There definitely was a huge learning curve during the event, and I’ll share those things (including why the one person was unhappy), plus a few tips for you if you decide to try an event like this – all of this after this video that I made of the event:
Okay, so here are some things I feel that I should point out about this event in case you’re interested in doing this at your library:
- Look for areas where kittens might hide and try to block most of them. Our kittens would get overwhelmed and hide behind a huge filing cabinet (in a space that I thought that they wouldn’t be able to fit into). Then kids would bother them even more by trying to lure them out.So it’s good for them to have places to hide for a break, but hopefully it’s in an area where extraction by an adult can happen without fear of bodily harm (it took four of us after the event was over to get one of the kittens out of her hiding spot).
- We gave the kittens an hour to acclimate to the space, and then we opened the doors. Next time we’re considering having the first hour of the cafe be for adults-only. This is because there was such a rush of enthusiastic families, that the kittens were almost immediately worn out from the kids’ energy. The adults who would sit patiently sort of got the short end of the stick. Having an early adults-only time might also help the kittens acclimate further while getting used to strangers being around them.
- Speaking of kids: I think that I should put together a short script (maybe with the help of the Humane Society) to help educate them on how to treat the kittens such as “no chasing” and “you must be seated to hold a kitten.” Things like that. Many parents helped guide their children, but there were plenty of others who didn’t seem concerned that their children were being too rough on the kittens.
- Along those lines we did have one upset woman. It was tough to understand why she was upset, but from what I could gather after I asked several open ended questions was that she had expected to be able and purchase the kittens like a cup of coffee, and was upset that with 20 minutes left to go, all of the kittens were worn out, hiding, or already claimed. It seemed like she did not understand that the Humane Society adopts and does not sell animals (or force them to amuse people).So with that in mind, on our flyer I might make it clear that you can claim a kitten at the library, and then go to the Humane Society later that day to fill out the adoption papers and pay the fee. Here’s what our flyer looked like:
- We may also use a baby gate in the doorway instead of opening/closing the door. I’m not sure how convenient that will be for letting people in and out, but it’s something to consider. It may also help keep the number of people down in the room if they can easily look in and see what’s happening.

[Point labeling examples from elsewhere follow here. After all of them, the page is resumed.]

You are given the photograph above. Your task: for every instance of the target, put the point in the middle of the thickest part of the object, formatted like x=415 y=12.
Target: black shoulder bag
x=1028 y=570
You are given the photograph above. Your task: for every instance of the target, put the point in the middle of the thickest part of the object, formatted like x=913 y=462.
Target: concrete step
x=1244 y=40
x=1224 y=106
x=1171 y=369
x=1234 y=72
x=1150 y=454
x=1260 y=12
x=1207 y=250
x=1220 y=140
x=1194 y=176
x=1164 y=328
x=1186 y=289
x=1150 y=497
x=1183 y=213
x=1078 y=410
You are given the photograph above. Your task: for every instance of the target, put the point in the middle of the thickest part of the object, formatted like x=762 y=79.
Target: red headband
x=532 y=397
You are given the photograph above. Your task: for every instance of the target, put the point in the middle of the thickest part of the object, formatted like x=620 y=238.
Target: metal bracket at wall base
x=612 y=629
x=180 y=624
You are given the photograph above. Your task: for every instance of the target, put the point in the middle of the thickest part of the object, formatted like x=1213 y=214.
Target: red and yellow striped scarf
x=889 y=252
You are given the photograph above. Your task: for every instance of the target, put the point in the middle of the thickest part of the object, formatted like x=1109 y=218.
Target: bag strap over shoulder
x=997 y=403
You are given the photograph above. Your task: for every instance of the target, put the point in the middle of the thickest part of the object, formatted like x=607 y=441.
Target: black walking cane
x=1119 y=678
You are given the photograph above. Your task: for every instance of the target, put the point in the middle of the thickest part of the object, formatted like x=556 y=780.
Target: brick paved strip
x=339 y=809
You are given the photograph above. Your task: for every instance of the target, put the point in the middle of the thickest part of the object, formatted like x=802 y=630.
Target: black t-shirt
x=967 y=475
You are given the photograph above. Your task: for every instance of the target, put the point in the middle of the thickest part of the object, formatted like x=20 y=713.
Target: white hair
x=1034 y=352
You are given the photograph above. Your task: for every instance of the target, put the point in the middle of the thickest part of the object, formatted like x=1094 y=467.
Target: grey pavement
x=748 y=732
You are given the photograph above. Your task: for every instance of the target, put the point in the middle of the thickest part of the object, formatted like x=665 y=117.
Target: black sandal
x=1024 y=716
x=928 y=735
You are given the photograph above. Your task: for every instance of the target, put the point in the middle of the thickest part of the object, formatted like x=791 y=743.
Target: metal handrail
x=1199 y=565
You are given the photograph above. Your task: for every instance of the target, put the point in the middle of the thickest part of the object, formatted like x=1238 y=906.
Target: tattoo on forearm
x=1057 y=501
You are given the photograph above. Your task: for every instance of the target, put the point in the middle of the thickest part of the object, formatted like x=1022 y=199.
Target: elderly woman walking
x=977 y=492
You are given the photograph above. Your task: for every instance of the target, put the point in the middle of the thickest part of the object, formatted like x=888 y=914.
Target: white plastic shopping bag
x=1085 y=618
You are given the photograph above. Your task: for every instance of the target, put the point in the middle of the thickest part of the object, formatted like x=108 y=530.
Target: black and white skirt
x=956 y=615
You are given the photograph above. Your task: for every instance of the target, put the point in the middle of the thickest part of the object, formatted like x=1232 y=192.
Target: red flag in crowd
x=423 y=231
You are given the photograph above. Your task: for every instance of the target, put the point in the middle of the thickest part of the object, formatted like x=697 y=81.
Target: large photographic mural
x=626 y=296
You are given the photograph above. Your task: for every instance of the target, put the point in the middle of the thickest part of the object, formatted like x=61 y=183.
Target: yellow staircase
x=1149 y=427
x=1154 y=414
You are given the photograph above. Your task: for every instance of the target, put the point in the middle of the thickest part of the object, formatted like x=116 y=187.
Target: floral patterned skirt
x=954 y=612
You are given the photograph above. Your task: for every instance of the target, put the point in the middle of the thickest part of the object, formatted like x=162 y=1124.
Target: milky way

- One of the awesome Humane Society ladies (::waves hi to Sarah::) is also considering bringing slightly older kittens. At that point, however, we would need to be extra careful about the number of people allowed in the room at a time. We would also possibly need waivers for those going in to sign stating that they won’t hold us liable if a kitten or cat bites and/or claws them.

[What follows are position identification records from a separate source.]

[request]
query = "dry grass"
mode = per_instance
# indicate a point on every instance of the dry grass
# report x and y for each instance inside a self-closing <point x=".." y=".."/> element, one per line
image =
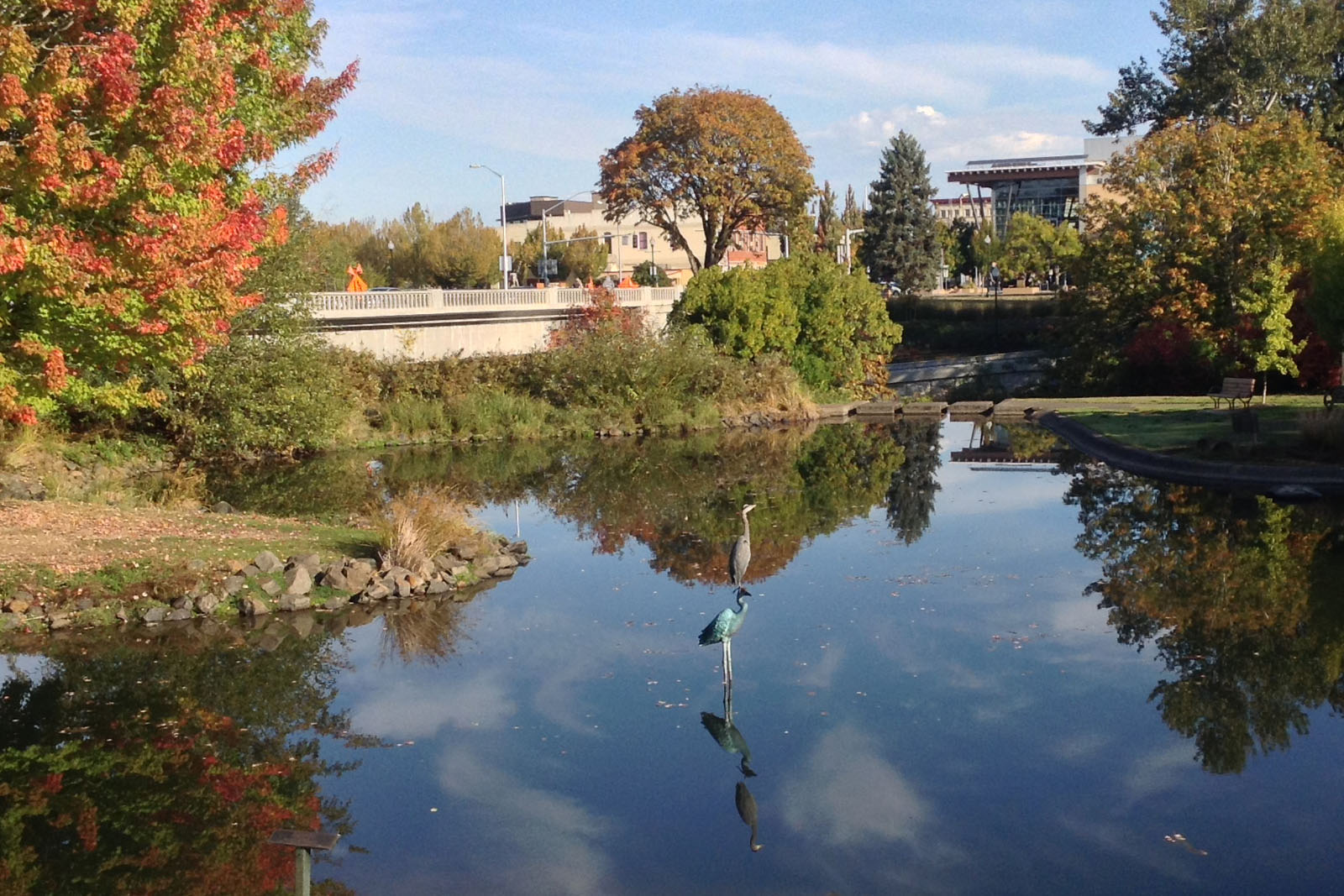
<point x="423" y="523"/>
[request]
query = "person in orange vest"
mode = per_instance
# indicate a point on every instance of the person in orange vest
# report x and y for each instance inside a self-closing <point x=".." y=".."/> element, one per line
<point x="356" y="278"/>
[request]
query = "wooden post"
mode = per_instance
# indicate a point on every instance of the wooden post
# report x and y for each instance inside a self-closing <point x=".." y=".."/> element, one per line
<point x="304" y="844"/>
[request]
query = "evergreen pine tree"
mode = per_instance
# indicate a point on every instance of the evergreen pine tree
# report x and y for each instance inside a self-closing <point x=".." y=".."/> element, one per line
<point x="900" y="242"/>
<point x="830" y="230"/>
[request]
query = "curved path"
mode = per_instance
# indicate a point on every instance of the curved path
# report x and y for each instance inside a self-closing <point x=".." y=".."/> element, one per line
<point x="1280" y="481"/>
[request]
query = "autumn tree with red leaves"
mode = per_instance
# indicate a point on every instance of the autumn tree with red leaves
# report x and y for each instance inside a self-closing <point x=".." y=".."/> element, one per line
<point x="129" y="210"/>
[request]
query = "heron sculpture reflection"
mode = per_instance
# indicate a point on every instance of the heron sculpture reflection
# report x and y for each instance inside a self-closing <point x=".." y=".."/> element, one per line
<point x="741" y="553"/>
<point x="729" y="621"/>
<point x="722" y="629"/>
<point x="748" y="813"/>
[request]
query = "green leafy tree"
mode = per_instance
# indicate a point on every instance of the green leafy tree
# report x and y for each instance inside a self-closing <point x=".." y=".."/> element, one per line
<point x="737" y="312"/>
<point x="648" y="275"/>
<point x="1035" y="246"/>
<point x="1326" y="298"/>
<point x="418" y="248"/>
<point x="832" y="325"/>
<point x="470" y="251"/>
<point x="528" y="254"/>
<point x="586" y="258"/>
<point x="900" y="241"/>
<point x="726" y="159"/>
<point x="1236" y="60"/>
<point x="340" y="246"/>
<point x="1194" y="262"/>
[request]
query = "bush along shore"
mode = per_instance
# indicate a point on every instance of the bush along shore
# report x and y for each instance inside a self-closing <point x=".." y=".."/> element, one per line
<point x="268" y="584"/>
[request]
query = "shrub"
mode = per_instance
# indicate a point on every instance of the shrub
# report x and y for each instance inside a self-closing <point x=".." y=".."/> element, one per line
<point x="828" y="322"/>
<point x="414" y="416"/>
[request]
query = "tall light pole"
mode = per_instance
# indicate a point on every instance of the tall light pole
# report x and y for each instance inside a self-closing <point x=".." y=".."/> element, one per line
<point x="503" y="223"/>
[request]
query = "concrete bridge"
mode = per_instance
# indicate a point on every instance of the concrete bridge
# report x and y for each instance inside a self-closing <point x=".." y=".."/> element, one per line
<point x="425" y="324"/>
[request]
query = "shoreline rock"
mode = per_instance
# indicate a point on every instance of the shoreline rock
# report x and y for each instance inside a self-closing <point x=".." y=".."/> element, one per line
<point x="268" y="584"/>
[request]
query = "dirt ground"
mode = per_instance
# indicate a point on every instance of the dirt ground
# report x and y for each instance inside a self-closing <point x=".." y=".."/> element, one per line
<point x="78" y="537"/>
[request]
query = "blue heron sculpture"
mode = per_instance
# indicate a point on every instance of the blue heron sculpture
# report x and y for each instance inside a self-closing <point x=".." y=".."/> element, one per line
<point x="722" y="629"/>
<point x="741" y="553"/>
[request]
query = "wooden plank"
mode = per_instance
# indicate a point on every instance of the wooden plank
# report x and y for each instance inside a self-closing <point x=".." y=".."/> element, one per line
<point x="878" y="409"/>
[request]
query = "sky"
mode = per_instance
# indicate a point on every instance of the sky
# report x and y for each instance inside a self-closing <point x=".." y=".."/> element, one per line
<point x="539" y="90"/>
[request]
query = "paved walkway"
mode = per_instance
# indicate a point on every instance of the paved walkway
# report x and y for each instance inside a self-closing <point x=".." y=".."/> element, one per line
<point x="1278" y="481"/>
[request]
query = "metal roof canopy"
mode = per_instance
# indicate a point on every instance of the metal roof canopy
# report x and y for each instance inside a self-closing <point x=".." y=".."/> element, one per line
<point x="988" y="170"/>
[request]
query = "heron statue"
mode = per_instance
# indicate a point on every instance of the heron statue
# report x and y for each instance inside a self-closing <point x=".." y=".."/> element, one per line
<point x="722" y="629"/>
<point x="741" y="553"/>
<point x="748" y="813"/>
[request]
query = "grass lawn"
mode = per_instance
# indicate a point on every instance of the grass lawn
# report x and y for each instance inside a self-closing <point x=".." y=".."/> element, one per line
<point x="1178" y="425"/>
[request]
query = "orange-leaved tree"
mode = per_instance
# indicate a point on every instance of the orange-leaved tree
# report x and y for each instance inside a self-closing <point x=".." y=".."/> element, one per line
<point x="725" y="159"/>
<point x="129" y="208"/>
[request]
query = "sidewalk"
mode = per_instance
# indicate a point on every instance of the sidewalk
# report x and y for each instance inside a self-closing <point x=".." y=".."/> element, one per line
<point x="1288" y="483"/>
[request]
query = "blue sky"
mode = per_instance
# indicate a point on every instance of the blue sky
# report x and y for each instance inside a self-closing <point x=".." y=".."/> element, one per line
<point x="541" y="90"/>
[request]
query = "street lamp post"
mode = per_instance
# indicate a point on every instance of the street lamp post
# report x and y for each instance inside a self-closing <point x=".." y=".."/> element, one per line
<point x="504" y="264"/>
<point x="848" y="251"/>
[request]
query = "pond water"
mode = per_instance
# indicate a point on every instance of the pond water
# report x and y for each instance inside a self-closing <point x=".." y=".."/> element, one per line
<point x="956" y="676"/>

- Finally, if you’ve been wondering about library staff members’ allergies: it wasn’t a problem (one of the other reasons having a separate room is so great). Our Director is terribly allergic to cats, and since I cleaned/vacuumed/practically hosed down the room right after the program, she didn’t even have a sniffle come Monday morning.
And I think that about covers it! As always, don’t hesitate to reach out in the comments or by email if you have any questions. I’d love to see this awesome life-changing event (for both people and cats) sweep the nation’s libraries and Humane Societies!